Allora il progetto è un altro. E per delinearlo non possiamo accontentarci delle dichiarazioni ufficiali dei protagonisti di questa vicenda. Dobbiamo avere prospettiva e mettere a fuoco cosa sia stata fin dall’inizio la lega, quali siano gli interessi in campo a livello europeo (vedi l’intervento di Massimo d’Angelillo al convegno Unione europea, Lavoro, Democrazia), come si muovano i comprimari in Italia. Di fronte a questo progetto, il grande capitale italiano tende a minimizzare e tranquillizzare oppure usa la classica arma di delegittimare e disprezzare il metodo democratico del voto. Come per la Catalogna, e in questo il referendum leghista si avvicina a quello catalano, è il capitale regionale a fare un altro passo verso “l’Unione europea delle Regioni” (avete capito? l’hanno messa dentro la costituzione italiana!).

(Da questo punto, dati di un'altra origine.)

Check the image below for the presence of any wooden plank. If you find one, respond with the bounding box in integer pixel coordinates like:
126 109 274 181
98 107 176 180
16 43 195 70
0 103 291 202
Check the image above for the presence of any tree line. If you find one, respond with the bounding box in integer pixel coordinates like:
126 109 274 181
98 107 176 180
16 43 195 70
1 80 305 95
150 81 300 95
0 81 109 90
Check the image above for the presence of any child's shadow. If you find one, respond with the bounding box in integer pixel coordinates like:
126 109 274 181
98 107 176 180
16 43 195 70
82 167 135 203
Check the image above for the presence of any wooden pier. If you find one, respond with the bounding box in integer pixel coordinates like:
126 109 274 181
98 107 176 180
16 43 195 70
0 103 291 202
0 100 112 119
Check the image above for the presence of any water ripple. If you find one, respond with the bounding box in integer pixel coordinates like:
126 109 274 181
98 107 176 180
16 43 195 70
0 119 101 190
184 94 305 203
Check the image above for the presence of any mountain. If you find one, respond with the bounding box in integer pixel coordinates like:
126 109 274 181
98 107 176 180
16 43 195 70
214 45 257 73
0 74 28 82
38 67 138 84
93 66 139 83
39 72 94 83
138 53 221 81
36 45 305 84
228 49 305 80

Ecco perché affermo che la Lega (e i suoi alleati pentastellati e piddini) lavora oggettivamente per lo straniero, e nello specifico, per il teutonico. Non c’è bisogno di fare dietrologia o di immaginare complotti. Si tratta solamente di seguire i processi, di proiettarli nel futuro neanche tanto lontano, di unire i puntini. Naturalmente io parto dal presupposto che lo stato nazionale e la sua sovranità sia un valore da difendere, non per un astratto ideale, ma perché ci serve. Se tu che leggi, vaneggi di una Europa dei popoli o delle regioni, beh, non è che abbiamo molti terreni in cui incontrarci.

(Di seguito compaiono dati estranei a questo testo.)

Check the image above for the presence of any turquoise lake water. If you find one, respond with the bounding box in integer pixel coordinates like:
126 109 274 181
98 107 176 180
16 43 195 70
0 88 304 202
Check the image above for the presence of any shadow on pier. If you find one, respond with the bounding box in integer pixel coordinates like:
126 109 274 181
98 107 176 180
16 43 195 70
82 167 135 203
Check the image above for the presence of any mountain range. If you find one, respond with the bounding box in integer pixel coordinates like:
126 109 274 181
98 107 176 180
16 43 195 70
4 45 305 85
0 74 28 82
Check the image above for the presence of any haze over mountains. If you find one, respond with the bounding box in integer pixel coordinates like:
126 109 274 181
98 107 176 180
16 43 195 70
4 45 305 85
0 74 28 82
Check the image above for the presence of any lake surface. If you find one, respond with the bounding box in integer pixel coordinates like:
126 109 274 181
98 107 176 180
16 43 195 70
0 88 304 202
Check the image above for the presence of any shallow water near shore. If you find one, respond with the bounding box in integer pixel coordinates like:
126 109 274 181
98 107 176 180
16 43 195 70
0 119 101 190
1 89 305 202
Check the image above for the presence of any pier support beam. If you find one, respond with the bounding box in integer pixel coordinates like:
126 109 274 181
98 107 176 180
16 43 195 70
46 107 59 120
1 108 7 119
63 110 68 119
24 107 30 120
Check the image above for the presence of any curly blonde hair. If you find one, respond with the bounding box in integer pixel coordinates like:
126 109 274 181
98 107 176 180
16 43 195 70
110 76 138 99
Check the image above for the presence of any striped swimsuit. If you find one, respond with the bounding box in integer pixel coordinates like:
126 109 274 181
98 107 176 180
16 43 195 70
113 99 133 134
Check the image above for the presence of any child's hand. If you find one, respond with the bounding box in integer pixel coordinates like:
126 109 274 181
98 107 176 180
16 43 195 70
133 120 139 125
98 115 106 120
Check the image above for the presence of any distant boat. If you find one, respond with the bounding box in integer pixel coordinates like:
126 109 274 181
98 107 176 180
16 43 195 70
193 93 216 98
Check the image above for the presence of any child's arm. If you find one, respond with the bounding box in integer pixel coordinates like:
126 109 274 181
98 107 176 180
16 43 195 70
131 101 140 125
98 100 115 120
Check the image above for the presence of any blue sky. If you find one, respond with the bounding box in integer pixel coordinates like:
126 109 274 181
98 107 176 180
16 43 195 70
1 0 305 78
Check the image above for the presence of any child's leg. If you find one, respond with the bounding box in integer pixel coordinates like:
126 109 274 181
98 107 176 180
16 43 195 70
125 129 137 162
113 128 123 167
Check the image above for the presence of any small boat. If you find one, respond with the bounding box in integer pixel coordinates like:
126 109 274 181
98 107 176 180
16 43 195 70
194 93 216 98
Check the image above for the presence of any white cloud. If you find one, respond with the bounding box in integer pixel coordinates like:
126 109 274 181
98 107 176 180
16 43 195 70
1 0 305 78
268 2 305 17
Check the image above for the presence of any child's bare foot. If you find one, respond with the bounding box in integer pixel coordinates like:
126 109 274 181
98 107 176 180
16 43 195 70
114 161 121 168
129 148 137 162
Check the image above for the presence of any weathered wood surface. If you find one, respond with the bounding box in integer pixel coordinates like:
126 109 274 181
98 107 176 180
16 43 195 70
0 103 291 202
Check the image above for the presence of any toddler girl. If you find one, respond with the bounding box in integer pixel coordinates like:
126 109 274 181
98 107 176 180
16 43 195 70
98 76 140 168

Di fronte a questo tentativo, la carta di un movimento popolare nazionale (che difende cioè gli interessi del popolo lavoratore italiano) è una sola: tornare alla costituzione del 1948, avviare un processo di applicazione integrale della stessa, aprire gli occhi sulla dura realtà che i nostri “alleati” sono i nostri peggiori nemici e di conseguenza cercarne di nuovi, a Oriente.

P.S. Vi chiederete, ma dov’è questo movimento popolare? Prima non c’era, ora c’è: Italia Ribelle e Sovrana.